Preferences for the CUDA backend in Brian2CUDA

devices.cuda_standalone.cuda_backend.compute_capability = None: Manually set the compute capability for which CUDA code will be compiled. Has to be a float (e.g. 6.1) or None. If None, compute capability is chosen depending on GPU in use.

devices.cuda_standalone.cuda_backend.cuda_path = None: The path to the CUDA installation. If set, this preferences takes precedence over environment variable CUDA_PATH.

devices.cuda_standalone.cuda_backend.cuda_runtime_version = None: The CUDA runtime version.

devices.cuda_standalone.cuda_backend.detect_cuda = True: Whether to try to detect CUDA installation paths and version. Disable this if you want to generae CUDA standalone code on a system without CUDA installed.

devices.cuda_standalone.cuda_backend.detect_gpus = True: Whether to detect names and compute capabilities of all available GPUs. This needs access to nvidia-smi and deviceQuery binaries.

devices.cuda_standalone.cuda_backend.device_query_path = None: Path to CUDA’s deviceQuery binary. Used to detect a GPUs compute capability

devices.cuda_standalone.cuda_backend.extra_compile_args_nvcc = ['-w', '-use_fast_math']: Extra compile arguments (a list of strings) to pass to the nvcc compiler.

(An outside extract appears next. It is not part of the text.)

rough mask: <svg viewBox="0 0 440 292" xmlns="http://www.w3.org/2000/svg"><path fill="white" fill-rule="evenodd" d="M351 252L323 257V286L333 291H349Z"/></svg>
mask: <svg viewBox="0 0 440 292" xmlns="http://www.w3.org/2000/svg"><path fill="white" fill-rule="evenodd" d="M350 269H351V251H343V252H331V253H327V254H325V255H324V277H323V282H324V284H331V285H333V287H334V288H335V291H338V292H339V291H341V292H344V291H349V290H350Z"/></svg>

devices.cuda_standalone.cuda_backend.gpu_heap_size = 128: Size of the heap (in MB) used by malloc() and free() device system calls, which are used in the cudaVector implementation. cudaVectors are used to dynamically allocate device memory for SpikeMonitors and the synapse queues in the CudaSpikeQueue implementation for networks with heterogeneously distributed delays.

devices.cuda_standalone.cuda_backend.gpu_id = None

The ID of the GPU that should be used for code execution. Default value is None, in which case the GPU with the highest compute capability and lowest ID is used.

If environment variable CUDA_VISIBLE_DEVICES is set, this preference will be interpreted as ID from the visible devices (e.g. with CUDA_VISIBLE_DEVICES=2 and gpu_id=0 preference, the GPU 2 will be used).